Jauh berbeda dengan wisuda SD atau SMP. Setelah lulus dari sekolah ini, kami akan berpencar-pencar. Hanya beberapa orang yang melanjutkan kuliah di Namimori. Sebagian besar murid akan melanjutkan kuliah di luar Namimori. Ada yang ke kota sebelah, ada yang ke daerah lain yang lebih jauh, dan bahkan ada juga yang melanjutkan kuliah ke luar negeri. Sekalipun satu universitas, banyaknya jurusan yang ada akan memisahkan kami. Jika bukan teman dekat, pastinya akan jarang bertemu. Atau bahkan, tidak pernah bertemu lagi.
"Kyoko-chan?"
Tiba-tiba terdengar suara seseorang memanggilku. Saat aku menengok ke belakang, aku melihat Tsuna-kun yang sedang berdiri di dekat pintu.
Kami berdua berdiri di dekat jendela dan mengamati lapangan. Aku menceritakan berbagai hal yang telah kulihat hari ini. Tsuna-kun sedikit tertawa mendengar cerita kedua sahabatnya yang begitu diincar oleh murid perempuan.
Angin bertiup, kencang, membawa kelopak bunga sakura ke dalam kelas. Seseorang pernah berkata, "Musim semi adalah musim pertemuan baru. Namun, musim semi juga merupakan musim perpisahan." Aku tahu. Saat aku masuk universitas nanti, aku pasti akan mendapatkan teman baru. Aku pun menunggu-nunggu saat itu. Tetapi itu menandakan perpisahanku dengan teman-teman di SMA.
Aku memandang Tsuna-kun yang sedang tersenyum dan bercerita. Mungkin hari ini adalah hari terakhir kami bertemu. Namun aku tidak mengatakan apapun. Tidak bisa. Tidak ingin. Aku tidak ingin salam perpisahan adalah hal yang terakhir kami bicarakan.
Aku tahu. Aku sudah memperkirakannya. Sudah lama. Sejak aku mengetahui keadaan keluarganya. Saat aku mengetahui kewajibannya.

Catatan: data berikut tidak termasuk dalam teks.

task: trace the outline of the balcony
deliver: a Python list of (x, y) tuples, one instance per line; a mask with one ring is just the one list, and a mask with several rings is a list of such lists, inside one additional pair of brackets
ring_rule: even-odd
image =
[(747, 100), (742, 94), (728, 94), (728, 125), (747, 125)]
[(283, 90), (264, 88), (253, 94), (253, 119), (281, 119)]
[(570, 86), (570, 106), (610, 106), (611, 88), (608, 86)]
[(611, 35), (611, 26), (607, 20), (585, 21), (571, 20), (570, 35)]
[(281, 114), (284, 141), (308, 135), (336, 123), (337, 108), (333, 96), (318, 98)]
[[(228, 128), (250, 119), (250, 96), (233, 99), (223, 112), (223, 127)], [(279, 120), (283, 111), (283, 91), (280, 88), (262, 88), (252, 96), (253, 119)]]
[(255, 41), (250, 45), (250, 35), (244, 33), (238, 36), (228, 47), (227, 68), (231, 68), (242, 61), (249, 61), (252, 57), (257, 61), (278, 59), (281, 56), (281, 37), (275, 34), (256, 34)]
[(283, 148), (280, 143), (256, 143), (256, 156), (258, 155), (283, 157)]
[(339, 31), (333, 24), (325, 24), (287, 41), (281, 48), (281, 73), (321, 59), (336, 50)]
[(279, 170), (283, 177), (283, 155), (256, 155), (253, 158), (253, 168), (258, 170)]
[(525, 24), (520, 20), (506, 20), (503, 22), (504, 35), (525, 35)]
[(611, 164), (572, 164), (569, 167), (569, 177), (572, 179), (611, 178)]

Tsuna-kun terlalu baik. Ia tidak ingin aku terlibat dengan masalah yang dialaminya. Jika aku terlibat walau hanya sedikit, ia akan terlihat sedih. Ia mulai menjauhi diriku sejak masuk SMA. Aku tidak ingin melihat wajah sedihnya. Aku ingin melihat wajahnya yang tersenyum. Karena itu aku juga diam. Aku tidak mengatakan apa-apa. Aku tidak menyampaikan apa-apa.

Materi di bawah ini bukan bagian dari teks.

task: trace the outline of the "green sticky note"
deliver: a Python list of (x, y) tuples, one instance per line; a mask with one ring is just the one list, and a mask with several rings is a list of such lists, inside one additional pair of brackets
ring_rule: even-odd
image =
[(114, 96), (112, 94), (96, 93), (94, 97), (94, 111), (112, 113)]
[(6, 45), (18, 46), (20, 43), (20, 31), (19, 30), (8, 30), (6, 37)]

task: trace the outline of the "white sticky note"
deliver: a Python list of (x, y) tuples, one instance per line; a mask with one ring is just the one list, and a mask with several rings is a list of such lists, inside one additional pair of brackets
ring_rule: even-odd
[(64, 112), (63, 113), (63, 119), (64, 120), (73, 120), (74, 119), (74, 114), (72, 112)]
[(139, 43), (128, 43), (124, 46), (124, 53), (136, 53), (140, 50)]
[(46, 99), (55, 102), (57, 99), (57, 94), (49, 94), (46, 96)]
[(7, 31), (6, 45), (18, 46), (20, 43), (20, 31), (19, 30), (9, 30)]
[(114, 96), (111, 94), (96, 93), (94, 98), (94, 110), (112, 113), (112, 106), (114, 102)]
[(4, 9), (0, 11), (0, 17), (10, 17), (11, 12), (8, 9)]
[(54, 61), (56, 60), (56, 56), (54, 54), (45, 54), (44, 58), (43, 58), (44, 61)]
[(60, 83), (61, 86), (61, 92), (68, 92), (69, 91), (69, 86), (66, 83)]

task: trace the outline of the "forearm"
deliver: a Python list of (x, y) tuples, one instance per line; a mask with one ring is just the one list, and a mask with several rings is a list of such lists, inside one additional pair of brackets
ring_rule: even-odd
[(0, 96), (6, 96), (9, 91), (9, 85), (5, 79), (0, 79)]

"Maaf, Kyoko-chan. Aku tidak ingin membuatmu terlibat dalam bahaya."
Hei, Tsuna-kun. Jika kau mengatakan hal itu dengan wajah sedih, mengapa kau tidak membawaku pergi saja?
.
.
.
.
.
.
.
.
huwaaaaa maksudku kesampean gak ya... kok kayaknya bertele-tele gitu ya...

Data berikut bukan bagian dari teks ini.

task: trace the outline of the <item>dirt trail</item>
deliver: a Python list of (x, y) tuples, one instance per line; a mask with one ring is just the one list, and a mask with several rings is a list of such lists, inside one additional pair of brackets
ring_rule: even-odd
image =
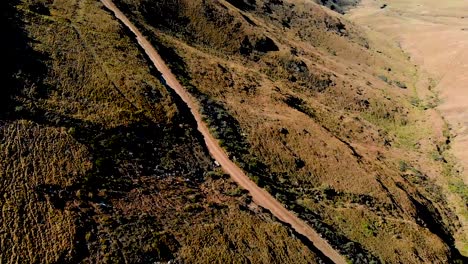
[(245, 175), (245, 173), (233, 163), (224, 150), (219, 145), (218, 140), (216, 140), (211, 133), (207, 125), (203, 122), (203, 119), (200, 115), (200, 109), (197, 103), (195, 103), (194, 98), (184, 89), (184, 87), (177, 81), (174, 74), (164, 63), (163, 59), (157, 53), (156, 49), (150, 44), (150, 42), (143, 37), (141, 32), (130, 22), (130, 20), (112, 3), (110, 0), (101, 0), (101, 2), (111, 10), (115, 16), (125, 24), (136, 36), (138, 43), (145, 50), (146, 54), (149, 56), (151, 61), (154, 63), (159, 72), (161, 72), (162, 77), (166, 81), (166, 84), (172, 88), (181, 99), (187, 104), (194, 116), (197, 124), (198, 130), (203, 135), (205, 144), (210, 151), (210, 154), (219, 162), (221, 167), (226, 173), (231, 175), (231, 177), (236, 181), (240, 186), (245, 188), (252, 195), (253, 200), (258, 205), (270, 210), (270, 212), (279, 218), (281, 221), (288, 223), (296, 230), (296, 232), (307, 237), (313, 245), (321, 251), (326, 257), (332, 260), (335, 263), (346, 263), (344, 257), (342, 257), (335, 249), (333, 249), (326, 240), (321, 238), (315, 230), (313, 230), (308, 224), (300, 220), (292, 212), (288, 211), (283, 205), (281, 205), (273, 196), (268, 192), (258, 187), (250, 178)]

ceritanya kyoko tau kalau tsuna suka sama kyoko. tsuna juga tau kalau kyoko suka sama tsuna. tapi mereka gak berani ngomong. apalagi tsuna mau jadi mafia dan niatnya ninggalin kyoko di jepang. jadi... beginilah
selanjutnya terserah reader deh. apakah tsuna bakal nikah sama cewek mafia di sana, atau tetep suka sama kyoko dan gak nikah seumur hidup, atau kyoko dibantu sama reborn dan nyusul tsuna ke itali!